Inoltre, nella mattinata dell’11 giugno si sono svolte le visite tecniche presso Dana, Stellantis Battery Technology Center nel comprensorio di Mirafiori, Dumarey e Politecnico di Torino Labs.
L’evento si è svolto con il sostegno di più sponsor: Converge CFD Software, Dana e Dumarey in qualità di platinum sponsor; Bosch, Eldor, EvoMisure, FEV, Gamma Technologies, H2ICE, IHI Charging Systems and Meccanotecnica Umbra in qualità di gold sponsor.
Alcune di queste aziende sono anche state protagoniste del programma di talent
talk online dedicati agli studenti di ingegneria di tutto il mondo, una bella occasione, per i giovani talenti, per entrare in contatto con alcune delle più importanti realtà dell’automotive, che hanno presentato le loro vision e mission, le loro strategie di recruitment e le opportunità di lavoro e di stage.
La parola a Gianmarco Giorda, Direttore Generale di ANFIA
“Ogni due anni, l’appuntamento con la “CO2 Reduction for Transportation Systems Conference” offre l’opportunità di fare il punto sugli avanzamenti tecnologici e di ricerca della filiera automotive europea e globale su un tema centrale per il futuro del settore.
Quest’anno, la kermesse si è svolta in un contesto normativo in evoluzione dal punto di vista degli obiettivi europei di decarbonizzazione della mobilità su strada di persone e merci.
Infatti, con la pubblicazione, lo scorso dicembre, dell’Automotive Package, la Commissione UE ha avviato l’iter di revisione del regolamento CO2 per gli autoveicoli leggeri, attualmente all’esame della Commissione Ambiente del Parlamento Europeo.
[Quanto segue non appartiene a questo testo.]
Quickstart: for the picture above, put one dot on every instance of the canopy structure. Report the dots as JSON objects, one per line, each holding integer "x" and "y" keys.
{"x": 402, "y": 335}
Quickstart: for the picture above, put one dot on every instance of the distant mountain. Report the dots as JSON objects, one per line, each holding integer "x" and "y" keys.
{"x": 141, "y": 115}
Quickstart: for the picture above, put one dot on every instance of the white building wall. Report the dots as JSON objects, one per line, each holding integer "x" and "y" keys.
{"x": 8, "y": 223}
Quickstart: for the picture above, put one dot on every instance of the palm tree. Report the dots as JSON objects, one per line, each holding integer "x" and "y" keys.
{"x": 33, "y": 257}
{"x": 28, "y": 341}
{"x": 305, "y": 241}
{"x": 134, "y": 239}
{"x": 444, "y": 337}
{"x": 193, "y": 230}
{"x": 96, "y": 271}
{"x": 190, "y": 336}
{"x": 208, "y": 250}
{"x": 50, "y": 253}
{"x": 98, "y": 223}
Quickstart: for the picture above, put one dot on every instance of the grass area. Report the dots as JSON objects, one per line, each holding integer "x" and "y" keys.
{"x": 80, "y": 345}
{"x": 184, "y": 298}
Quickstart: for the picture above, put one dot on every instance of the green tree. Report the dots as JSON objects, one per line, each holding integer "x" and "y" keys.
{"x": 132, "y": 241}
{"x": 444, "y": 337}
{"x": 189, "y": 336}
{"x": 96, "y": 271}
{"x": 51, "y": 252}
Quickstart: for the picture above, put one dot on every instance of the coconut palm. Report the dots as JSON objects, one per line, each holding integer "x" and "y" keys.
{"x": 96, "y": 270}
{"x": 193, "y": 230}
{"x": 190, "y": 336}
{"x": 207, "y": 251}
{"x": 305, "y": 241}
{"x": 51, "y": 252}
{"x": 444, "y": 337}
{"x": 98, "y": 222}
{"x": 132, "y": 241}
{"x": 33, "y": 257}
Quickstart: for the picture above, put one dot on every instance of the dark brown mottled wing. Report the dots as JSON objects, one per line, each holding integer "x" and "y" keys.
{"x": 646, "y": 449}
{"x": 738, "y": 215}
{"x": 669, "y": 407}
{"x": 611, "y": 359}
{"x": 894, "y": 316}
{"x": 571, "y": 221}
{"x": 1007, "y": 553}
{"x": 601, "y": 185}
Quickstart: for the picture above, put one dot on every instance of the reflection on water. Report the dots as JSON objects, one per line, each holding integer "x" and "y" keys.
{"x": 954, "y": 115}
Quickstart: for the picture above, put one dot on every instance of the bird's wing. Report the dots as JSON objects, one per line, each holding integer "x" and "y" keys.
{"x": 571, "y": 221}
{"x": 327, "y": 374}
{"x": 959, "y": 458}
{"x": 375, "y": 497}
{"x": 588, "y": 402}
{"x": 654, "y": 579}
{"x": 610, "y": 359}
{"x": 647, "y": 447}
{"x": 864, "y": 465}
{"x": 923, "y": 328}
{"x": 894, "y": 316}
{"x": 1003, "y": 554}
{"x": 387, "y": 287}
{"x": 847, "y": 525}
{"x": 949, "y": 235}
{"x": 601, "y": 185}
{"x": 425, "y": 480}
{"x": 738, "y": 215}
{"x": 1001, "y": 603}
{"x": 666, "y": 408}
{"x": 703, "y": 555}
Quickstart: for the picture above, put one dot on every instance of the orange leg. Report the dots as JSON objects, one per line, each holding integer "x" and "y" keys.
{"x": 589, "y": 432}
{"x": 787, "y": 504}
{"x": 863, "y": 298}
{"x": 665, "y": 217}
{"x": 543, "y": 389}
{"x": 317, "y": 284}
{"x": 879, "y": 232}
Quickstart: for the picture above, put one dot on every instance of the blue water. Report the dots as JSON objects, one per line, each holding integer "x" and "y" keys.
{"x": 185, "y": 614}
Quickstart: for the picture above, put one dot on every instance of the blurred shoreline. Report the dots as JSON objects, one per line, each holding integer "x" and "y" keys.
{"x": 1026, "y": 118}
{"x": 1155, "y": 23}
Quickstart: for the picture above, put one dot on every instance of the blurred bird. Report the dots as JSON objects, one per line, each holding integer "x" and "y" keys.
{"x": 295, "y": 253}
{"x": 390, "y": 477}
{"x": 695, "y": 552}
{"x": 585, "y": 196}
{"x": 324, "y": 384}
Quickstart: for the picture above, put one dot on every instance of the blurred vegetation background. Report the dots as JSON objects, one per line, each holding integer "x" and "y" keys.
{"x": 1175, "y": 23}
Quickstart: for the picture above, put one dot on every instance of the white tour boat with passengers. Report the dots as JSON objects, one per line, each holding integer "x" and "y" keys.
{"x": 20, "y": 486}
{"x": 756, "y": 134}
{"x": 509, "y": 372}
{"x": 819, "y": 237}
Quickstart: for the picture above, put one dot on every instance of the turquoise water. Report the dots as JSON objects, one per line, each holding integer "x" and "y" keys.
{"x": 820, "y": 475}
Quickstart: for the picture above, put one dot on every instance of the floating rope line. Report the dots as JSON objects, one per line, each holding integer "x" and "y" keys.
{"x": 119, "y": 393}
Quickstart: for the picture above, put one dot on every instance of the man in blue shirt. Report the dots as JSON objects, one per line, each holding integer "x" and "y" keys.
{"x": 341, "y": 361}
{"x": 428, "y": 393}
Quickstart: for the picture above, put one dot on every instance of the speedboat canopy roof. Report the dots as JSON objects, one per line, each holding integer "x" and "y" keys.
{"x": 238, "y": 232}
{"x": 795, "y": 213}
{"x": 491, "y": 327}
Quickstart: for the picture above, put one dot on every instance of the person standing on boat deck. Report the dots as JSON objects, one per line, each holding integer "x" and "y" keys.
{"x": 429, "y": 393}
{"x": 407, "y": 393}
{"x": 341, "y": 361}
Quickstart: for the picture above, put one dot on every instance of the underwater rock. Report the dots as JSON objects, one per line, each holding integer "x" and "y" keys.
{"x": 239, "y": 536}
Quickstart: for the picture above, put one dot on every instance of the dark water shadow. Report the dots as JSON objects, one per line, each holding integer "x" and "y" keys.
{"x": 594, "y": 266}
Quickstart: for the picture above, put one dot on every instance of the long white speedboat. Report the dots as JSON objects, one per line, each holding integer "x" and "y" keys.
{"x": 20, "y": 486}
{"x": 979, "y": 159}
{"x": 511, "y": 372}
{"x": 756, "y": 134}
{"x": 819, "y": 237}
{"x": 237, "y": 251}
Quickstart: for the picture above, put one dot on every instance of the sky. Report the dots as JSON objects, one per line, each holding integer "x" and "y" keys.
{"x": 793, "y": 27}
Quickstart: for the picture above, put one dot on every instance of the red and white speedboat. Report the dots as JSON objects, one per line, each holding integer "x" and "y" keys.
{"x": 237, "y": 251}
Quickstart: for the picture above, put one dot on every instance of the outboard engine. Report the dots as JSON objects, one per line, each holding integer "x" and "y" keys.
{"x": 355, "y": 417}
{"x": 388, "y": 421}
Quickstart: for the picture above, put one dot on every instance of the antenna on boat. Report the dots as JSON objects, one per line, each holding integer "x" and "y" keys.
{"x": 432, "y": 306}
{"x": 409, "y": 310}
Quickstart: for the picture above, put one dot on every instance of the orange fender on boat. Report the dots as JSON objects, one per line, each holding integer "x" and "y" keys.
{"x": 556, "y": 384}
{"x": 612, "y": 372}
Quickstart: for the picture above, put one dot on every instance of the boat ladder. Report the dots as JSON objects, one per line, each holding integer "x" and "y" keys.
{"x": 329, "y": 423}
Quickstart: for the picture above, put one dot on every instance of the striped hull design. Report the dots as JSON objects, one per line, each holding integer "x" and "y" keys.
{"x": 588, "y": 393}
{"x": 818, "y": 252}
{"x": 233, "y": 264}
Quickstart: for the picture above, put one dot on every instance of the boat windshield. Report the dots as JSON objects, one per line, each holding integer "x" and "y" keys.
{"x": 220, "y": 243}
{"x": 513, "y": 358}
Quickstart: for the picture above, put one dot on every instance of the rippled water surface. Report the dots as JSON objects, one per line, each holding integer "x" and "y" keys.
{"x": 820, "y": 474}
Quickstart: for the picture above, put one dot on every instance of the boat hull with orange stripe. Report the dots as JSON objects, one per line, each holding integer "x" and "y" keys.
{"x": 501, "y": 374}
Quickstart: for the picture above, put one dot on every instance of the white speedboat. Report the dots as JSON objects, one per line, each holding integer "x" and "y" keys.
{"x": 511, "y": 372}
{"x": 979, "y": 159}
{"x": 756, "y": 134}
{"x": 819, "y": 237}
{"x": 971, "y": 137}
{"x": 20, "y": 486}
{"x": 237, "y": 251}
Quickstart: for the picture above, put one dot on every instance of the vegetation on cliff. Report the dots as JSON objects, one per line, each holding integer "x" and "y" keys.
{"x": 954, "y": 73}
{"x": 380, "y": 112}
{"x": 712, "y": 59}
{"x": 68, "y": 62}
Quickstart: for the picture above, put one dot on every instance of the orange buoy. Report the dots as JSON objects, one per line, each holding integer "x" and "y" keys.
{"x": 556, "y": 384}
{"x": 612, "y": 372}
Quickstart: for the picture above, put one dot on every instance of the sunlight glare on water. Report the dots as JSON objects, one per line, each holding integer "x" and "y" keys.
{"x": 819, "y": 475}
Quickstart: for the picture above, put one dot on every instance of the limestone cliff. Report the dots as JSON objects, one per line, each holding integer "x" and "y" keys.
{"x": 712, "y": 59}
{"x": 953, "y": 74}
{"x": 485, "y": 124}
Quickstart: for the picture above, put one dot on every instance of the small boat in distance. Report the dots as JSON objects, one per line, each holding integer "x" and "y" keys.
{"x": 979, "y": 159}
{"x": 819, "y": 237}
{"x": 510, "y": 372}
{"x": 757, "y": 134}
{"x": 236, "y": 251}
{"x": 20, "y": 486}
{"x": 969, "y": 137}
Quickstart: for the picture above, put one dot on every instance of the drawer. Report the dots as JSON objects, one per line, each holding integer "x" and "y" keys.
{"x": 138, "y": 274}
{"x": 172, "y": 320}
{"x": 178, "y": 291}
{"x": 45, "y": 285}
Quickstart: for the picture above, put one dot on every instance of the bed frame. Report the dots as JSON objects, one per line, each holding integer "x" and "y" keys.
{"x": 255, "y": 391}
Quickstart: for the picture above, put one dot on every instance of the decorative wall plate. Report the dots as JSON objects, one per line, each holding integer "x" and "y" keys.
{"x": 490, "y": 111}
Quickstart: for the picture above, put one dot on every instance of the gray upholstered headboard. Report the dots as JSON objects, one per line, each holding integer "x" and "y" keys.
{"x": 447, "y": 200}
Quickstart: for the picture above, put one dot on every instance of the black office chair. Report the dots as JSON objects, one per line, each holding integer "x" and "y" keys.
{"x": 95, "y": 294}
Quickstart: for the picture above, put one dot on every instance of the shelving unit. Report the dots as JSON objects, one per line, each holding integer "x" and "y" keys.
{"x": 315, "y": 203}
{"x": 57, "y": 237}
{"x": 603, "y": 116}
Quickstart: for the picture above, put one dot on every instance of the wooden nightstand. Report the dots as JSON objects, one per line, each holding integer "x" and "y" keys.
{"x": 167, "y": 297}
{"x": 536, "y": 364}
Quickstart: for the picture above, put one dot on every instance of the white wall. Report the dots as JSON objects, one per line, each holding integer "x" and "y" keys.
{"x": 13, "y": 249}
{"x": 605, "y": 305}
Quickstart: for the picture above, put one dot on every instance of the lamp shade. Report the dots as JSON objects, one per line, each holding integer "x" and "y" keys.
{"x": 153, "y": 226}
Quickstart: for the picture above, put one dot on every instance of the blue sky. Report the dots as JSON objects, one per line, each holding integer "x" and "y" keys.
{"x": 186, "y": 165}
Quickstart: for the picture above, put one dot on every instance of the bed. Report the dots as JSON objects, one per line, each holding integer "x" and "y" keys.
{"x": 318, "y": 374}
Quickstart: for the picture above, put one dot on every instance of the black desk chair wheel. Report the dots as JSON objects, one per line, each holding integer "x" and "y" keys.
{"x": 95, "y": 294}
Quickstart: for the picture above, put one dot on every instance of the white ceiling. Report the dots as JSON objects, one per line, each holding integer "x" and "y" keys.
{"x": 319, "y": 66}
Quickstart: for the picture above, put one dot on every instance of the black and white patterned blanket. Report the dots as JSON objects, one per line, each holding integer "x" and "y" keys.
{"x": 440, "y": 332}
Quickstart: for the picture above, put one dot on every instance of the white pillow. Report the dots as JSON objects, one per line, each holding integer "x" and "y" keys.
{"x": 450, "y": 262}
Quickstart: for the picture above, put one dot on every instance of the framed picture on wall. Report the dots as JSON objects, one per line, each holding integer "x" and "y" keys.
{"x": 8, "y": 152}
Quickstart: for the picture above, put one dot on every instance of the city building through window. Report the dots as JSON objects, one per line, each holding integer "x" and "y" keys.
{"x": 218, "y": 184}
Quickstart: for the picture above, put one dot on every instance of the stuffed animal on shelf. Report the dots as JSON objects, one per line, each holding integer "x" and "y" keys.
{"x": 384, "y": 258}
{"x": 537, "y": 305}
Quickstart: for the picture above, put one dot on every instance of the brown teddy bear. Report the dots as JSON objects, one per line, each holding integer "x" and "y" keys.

L’auspicio è che i prossimi step procedano rapidamente – per porre fine all’incertezza normativa nemica delle strategie di investimento delle imprese, – nella direzione da noi indicata, ovvero nel segno della differenziazione tra auto e veicoli commerciali leggeri, di un’effettiva e immediatamente applicabile neutralità tecnologica, – con una piena apertura ai carburanti rinnovabili, compresa la creazione di una nuova categoria di veicoli da considerare a zero emissioni qualora alimentati esclusivamente con carburanti rinnovabili – della flessibilità sui target e sulle sanzioni per i produttori non-compliant, su base quinquennale anziché triennale.
È importante mantenere obiettivi ambiziosi, ma lo è altrettanto rendere il percorso per raggiungerli più compatibile con la realtà industriale europea e con la libertà di scelta dei cittadini, ovvero del mercato.
Anche il regolamento europeo sulla riduzione delle emissioni di CO2 dei veicoli industriali necessita di una rapida revisione, finalizzata a prevedere una maggiore flessibilità delle sanzioni che già gravano sui Costruttori, e in generale, ad aprirsi ad una molteplicità di soluzioni tecnologiche – che valorizzino anche i carburanti rinnovabili – in grado di rispondere alle variegate esigenze dei player dell’autotrasporto.
Per questo specifico comparto, un TCO prevedibile, una rete infrastrutturale adeguata ed efficiente e un approccio che abbracci tutto l’ecosistema del trasporto merci sono condizioni abilitanti per avviare un cambiamento tangibile nel mercato”.